A court case revolving around a peaceful protest by Orthodox Jews against recently enacted Israeli draft laws has brought to light what appears to be institutional bigotry and unwarranted brutality by the Israeli government against Orthodox Jews.
Orthodox Jews who have expressed opposition to Israel’s draft laws, which have no security basis and are designed, instead, to instil within Israel’s population a worldview that is anathema to its Orthodox Jewish population, have been met with dictatorial methods of suppression, including, beatings and false imprisonment.
This suppression of free speech, while being carried out mostly by the police, has been instigated by the highest levels of government, including the Prime Minister who stated in parliament on 20 May 2017 that: “I expect all leaders to denounce these minority extremists who do not represent the Jewish nation”.

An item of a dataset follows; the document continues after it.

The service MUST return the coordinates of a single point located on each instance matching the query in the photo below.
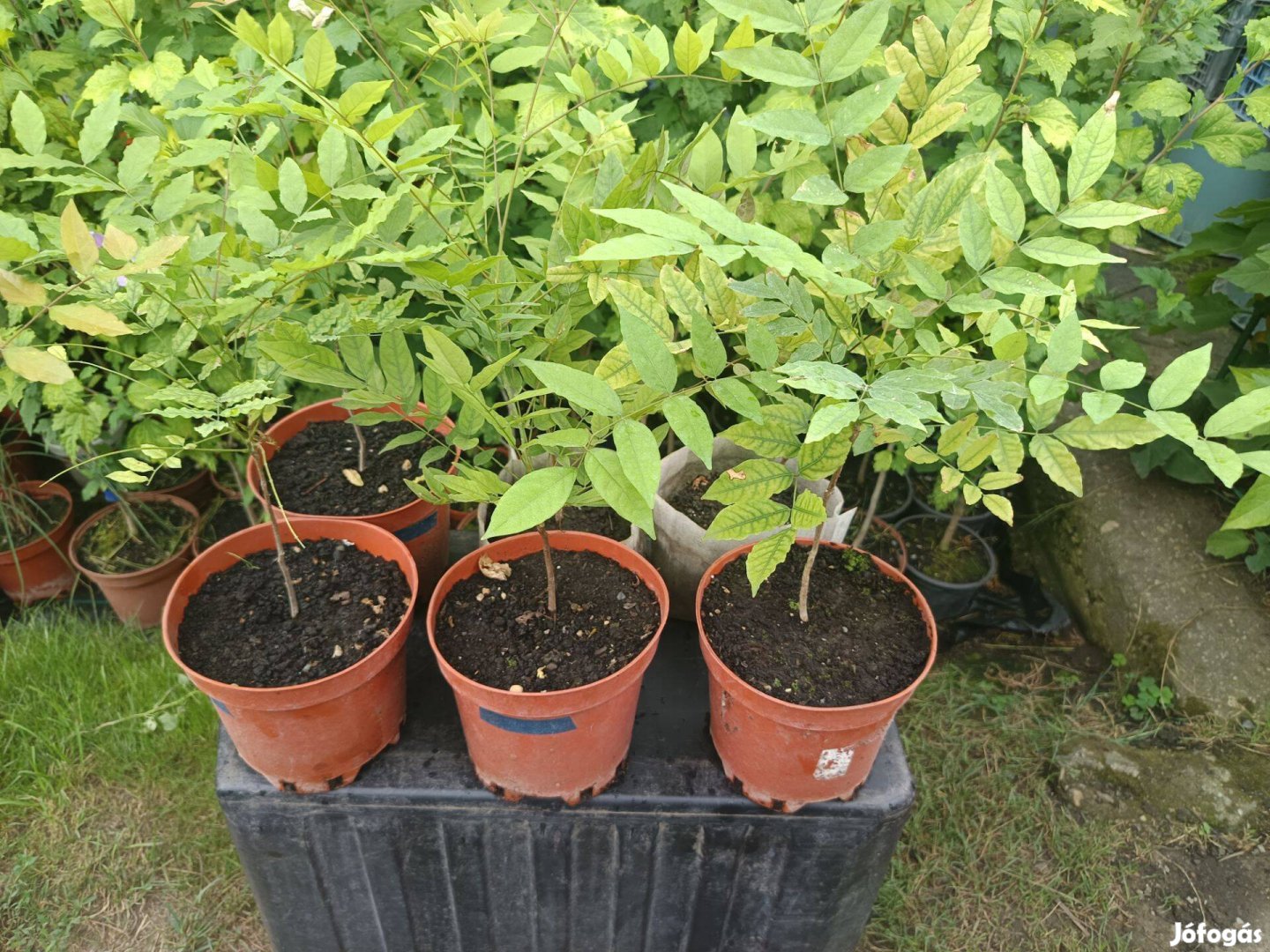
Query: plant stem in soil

Aggressive actions against Orthodox Jews resulting in police brutality were carried out for activities such as handing out leaflets, and taking photos of police actions against peaceful protestors. Victims are often arrested on trumped up charges and thrown into jail after being beaten and humiliated. While in police custody they are further abused, beaten and assaulted.
These allegations were brought to the public eye last week when a video of an altercation between an Orthodox Jew and a police woman that resulted in judicial condemnation of five police officers was shown in court. Jerusalem Magistrate Court Judge Yaron Mientkavich on Thursday acquitted Aharon Grauman Halevi, an Orthodox Jew who took part in a demonstration at the intersection of Yehezkel and Shmuel Hanavi streets in Jerusalem last March, on charges of assaulting a policewoman.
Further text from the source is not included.